Contractor Negligence Under Nebraska Law
A contractor is bound by Nebraska law to complete every project and turn it over to its tenant or owner in a “workmanlike manner” and also to maintain the construction site (while work is ongoing) in a “reasonably safe” condition. Contractors must adhere by Nebraska law to all building codes, and any violation of building codes is considered evidence of negligence.
Workers on the site are covered for injuries by the contractor’s obligation to carry workers’ compensation insurance, which is meant to be the exclusive recourse for employees. Courts have ruled that the “Nebraska Workmen's Compensation Act provides the sole remedy by the employee against the employer for any injury arising out of and in the course of the employment.”

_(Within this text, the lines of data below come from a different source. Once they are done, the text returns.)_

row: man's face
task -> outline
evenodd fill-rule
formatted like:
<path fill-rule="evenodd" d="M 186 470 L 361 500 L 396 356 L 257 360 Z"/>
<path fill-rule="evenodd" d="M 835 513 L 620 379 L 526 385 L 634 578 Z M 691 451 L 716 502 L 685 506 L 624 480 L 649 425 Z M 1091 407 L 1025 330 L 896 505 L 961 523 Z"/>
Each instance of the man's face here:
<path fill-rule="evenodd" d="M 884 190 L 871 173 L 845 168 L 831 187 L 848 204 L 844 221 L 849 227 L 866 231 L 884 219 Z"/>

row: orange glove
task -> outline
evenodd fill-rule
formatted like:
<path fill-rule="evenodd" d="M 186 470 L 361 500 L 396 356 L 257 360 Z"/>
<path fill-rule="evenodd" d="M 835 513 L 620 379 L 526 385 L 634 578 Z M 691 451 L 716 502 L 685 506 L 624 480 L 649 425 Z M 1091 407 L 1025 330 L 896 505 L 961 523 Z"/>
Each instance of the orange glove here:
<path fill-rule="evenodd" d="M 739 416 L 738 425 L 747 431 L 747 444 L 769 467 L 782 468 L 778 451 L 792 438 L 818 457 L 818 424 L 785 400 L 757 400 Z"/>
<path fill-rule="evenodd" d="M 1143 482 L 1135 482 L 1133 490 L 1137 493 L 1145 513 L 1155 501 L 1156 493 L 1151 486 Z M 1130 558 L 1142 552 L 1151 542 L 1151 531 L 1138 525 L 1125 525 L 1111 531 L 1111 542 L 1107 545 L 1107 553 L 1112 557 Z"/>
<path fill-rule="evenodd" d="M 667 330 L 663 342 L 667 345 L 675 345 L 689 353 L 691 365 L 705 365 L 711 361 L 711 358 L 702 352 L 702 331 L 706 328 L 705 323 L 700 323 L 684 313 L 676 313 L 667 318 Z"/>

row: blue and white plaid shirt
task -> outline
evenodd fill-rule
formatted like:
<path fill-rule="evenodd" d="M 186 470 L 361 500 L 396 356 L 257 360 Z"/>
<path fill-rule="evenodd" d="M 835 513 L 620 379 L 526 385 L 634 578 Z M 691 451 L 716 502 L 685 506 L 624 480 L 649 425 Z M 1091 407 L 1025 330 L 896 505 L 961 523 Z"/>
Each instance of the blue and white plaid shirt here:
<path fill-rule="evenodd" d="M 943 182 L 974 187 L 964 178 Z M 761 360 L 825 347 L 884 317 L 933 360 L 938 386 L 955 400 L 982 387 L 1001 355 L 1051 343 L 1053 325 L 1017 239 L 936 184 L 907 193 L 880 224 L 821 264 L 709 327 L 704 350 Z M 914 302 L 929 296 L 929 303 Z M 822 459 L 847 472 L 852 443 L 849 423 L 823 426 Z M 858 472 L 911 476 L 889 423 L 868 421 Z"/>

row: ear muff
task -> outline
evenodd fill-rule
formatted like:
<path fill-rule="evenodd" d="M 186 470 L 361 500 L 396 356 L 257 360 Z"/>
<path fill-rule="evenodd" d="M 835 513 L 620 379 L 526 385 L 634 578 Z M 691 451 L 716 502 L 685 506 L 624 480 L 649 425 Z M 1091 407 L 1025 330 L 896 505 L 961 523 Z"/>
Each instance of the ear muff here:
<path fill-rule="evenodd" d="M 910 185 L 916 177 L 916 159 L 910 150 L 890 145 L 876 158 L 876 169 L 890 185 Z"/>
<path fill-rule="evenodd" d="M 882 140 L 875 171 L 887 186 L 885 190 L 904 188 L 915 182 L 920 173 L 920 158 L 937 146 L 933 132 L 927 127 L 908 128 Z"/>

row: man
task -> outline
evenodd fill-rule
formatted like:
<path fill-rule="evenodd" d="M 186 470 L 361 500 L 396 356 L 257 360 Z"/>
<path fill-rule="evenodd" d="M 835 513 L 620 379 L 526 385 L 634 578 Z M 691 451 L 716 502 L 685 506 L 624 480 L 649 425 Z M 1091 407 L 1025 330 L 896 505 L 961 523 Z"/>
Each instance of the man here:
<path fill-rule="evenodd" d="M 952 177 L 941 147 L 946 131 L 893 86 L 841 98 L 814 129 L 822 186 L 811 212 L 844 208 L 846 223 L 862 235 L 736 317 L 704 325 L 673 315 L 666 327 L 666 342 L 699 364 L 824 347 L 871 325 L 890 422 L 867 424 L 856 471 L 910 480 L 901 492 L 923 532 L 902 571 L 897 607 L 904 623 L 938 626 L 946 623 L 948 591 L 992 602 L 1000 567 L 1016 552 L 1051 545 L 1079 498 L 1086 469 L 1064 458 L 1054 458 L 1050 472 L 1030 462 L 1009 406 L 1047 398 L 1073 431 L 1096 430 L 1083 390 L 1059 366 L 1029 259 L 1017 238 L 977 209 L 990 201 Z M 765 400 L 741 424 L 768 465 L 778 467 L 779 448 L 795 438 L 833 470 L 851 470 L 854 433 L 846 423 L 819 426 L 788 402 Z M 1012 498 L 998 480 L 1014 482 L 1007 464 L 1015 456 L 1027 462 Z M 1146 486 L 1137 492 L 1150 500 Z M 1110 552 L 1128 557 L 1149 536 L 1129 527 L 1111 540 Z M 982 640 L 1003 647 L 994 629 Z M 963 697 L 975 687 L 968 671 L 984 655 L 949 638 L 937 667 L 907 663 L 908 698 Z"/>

However, others who are not workers and are rightfully on the construction site (i.e., not trespassing) are not bound by this provision and can seek claims for injuries through legal action. Also, people who are injured after the work is completed can seek damages but are limited by what is known as the “accepted work doctrine.” This doctrine holds that the contractor is not liable for negligence when, after completion of the project, injuries or damages occur to those who had no contractual relationship with the contractor.
Another doctrine, known as “degree of control,” holds that whoever holds ultimate control over the work being done is responsible for any claims of negligence. This would in most cases be the general contractor, but if the owner of the site exerts “sufficient” control over construction, then they are liable.
Nebraska Laws Governing Negligence
Nebraska is a comparative negligence state. This means that, should you seek a claim against a contractor for an injury you sustained, you will be liable for any portion of fault you shared in the incident. If you’re deemed to be 20% at fault and a jury awards you $20,000, the award will be reduced by 20% to $16,000. If you are 50% or more at fault, you collect nothing.
The concept of joint and several liability holds that, for the recovery of economic damages, all parties involved in the lawsuit are liable. In other words, they hold joint and several liability. For the recovery of noneconomic damages, such as pain and suffering, the award shall be divided according to each negligent party’s percentage of fault. This means there is several liability only. Potential defendants in a negligence case may include:
- Construction site owners
- Contractors and subcontractors
- Equipment manufacturers
Nebraska law also holds that it is “against public policy and wholly unenforceable” if a construction agreement or contract contains a clause to indemnify (hold harmless) “another person from such person’s own negligence.”